If you have the same enduring love for trashy Top 40 music that I do, you probably can't hear the words "cherry chapstick" without thinking of the 2008 Katy Perry song about a bisexual dalliance. "I Kissed a Girl" was a catchy pop tune that, at first listen, sounded progressive. After the second listening, it began to rub people the wrong way, and after the 50th? Well, the problems with the song's message, and the way this message would affect women who experience attraction to other women, became quite clear. I won't waste time delving into them, as a Feministing article from seven years ago spells out the issues with the song quite well.
Enter, Little Big Town's hit song "Girl Crush". I heard the song for the very first time when I tuned into the Grammy's. Like everyone else, I was watching the Grammy's to catch the performance by the cast of Hamilton, and didn't expect to see such a provocatively titled song performed. When they announced the performance of a song titled "Girl Crush", I'll admit that I got a little excited. Could it be? Could country music be experiencing a new wave of progressive thinking? Of course not. It's an even more frustrating reincarnation of "I Kissed a Girl"."Girl Crush" is a fairly irritating term for women in the LGBT community already, but to see it warped even further to serve this (very heterosexual) song is downright exhausting. The song uses seemingly gay subtext to provoke the listener's attention before explaining it away with a lyrical "just kidding, actually straight". Choice lyrics include the promising: "I wanna taste her lips" which is then immediately spoiled by "yeah cause they taste like you". It is the very personification of queerbaiting, which involved the invocation of homoerotic tension, in order to attract attention without ever intending to provide actual delivery on said tension. Honestly, having deliberately queer-coded language used to spice up the song's overdone jealousy narrative is more than a little insulting.

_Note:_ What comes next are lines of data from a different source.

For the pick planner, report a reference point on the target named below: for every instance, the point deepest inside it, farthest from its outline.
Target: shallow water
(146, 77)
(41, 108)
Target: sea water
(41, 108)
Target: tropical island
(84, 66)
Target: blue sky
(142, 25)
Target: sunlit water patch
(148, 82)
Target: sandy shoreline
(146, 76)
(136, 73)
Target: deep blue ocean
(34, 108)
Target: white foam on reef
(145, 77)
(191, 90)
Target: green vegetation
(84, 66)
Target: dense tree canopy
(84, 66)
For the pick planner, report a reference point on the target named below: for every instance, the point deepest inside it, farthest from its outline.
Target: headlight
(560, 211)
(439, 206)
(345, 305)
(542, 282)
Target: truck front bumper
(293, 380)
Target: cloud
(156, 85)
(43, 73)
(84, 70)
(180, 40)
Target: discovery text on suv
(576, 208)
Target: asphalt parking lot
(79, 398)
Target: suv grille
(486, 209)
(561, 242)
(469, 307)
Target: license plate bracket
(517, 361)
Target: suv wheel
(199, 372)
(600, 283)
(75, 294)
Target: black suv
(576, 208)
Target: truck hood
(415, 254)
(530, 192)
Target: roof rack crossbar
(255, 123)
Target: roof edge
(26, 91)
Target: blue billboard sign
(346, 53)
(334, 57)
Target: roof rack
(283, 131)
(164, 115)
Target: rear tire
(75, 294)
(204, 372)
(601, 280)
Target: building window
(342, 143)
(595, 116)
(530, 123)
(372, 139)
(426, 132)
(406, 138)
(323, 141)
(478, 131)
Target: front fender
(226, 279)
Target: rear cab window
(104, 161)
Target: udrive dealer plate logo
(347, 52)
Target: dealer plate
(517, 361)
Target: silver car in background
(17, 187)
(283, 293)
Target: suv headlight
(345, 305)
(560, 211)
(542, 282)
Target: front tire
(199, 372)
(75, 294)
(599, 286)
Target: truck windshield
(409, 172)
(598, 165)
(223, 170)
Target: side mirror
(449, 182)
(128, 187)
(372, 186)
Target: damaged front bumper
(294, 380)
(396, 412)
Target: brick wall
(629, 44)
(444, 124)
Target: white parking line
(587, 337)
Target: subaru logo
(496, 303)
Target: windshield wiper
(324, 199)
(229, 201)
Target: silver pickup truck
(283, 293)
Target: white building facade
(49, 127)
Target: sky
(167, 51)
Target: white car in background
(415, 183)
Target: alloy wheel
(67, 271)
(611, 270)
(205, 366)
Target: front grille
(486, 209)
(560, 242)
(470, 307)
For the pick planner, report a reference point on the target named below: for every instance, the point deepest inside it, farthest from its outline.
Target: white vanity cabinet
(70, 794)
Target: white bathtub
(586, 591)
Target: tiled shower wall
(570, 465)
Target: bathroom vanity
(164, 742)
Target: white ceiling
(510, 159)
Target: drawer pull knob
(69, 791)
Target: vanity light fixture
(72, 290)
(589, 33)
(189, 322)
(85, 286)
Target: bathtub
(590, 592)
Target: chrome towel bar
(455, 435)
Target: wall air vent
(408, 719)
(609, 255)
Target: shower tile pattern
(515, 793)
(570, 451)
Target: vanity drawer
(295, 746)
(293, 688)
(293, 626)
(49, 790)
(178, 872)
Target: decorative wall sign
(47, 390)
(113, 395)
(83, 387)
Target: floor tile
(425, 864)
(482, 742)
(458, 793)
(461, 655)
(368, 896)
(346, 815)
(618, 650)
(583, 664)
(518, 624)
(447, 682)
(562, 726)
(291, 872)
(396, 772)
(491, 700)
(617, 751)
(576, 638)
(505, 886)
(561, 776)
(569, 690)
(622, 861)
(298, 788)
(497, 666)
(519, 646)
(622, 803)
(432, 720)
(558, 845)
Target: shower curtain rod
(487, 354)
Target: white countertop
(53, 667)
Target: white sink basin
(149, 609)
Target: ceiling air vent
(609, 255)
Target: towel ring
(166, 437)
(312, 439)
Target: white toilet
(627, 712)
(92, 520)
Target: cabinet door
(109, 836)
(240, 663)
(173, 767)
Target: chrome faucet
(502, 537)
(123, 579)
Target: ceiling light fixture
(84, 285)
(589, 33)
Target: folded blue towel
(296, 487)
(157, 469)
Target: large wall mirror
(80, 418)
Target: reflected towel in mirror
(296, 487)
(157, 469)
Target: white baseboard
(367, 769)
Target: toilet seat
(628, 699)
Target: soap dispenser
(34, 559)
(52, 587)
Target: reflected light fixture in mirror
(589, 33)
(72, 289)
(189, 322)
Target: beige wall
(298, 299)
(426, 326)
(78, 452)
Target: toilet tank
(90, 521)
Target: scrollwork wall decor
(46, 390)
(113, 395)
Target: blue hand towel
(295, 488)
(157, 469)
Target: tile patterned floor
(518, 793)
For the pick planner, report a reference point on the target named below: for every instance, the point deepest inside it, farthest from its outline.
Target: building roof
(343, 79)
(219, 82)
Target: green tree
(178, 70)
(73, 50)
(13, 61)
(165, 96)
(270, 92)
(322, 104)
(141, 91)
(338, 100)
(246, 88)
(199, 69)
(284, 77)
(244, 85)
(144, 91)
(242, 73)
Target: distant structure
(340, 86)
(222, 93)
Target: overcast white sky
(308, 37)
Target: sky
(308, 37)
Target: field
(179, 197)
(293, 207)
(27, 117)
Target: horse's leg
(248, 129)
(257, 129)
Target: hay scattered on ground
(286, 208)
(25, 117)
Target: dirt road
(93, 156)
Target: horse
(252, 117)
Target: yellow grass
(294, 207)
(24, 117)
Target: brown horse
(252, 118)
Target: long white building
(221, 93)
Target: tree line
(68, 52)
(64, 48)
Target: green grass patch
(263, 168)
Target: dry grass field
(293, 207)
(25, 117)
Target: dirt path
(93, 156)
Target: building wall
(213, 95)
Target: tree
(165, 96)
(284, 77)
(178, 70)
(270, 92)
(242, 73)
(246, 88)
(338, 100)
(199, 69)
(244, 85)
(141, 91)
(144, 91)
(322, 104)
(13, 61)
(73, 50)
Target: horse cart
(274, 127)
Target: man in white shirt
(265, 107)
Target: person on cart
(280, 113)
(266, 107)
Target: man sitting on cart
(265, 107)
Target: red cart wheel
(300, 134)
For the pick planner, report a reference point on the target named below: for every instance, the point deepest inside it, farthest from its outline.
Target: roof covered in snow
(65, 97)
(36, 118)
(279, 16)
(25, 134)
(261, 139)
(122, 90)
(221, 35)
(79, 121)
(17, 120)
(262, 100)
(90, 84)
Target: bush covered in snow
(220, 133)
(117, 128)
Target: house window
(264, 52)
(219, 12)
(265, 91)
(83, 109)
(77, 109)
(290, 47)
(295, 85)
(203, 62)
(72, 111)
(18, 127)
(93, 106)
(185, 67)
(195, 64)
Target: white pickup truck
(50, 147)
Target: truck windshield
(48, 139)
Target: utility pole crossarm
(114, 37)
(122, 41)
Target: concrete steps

I love Dolly Parton as much as the next slightly bruised Georgia Peach, but I won't pretend that country isn't a genre where homophobia is allowed to flourish. Country music stations are banning the song "Girl Crush" due to its homosexual subtext. If you just heard a popping sound, it was me rolling my eyes so hard that I strained a muscle. If an insultingly faux-gay song can't even make it onto a country station, then there is very little hope for a song about an actual same-sex relationship. I can only hope that, someday, non-straight women will be able to listen to poorly-written pop songs and see themselves represented, instead of being continually fed Diet Gay and asked to accept it.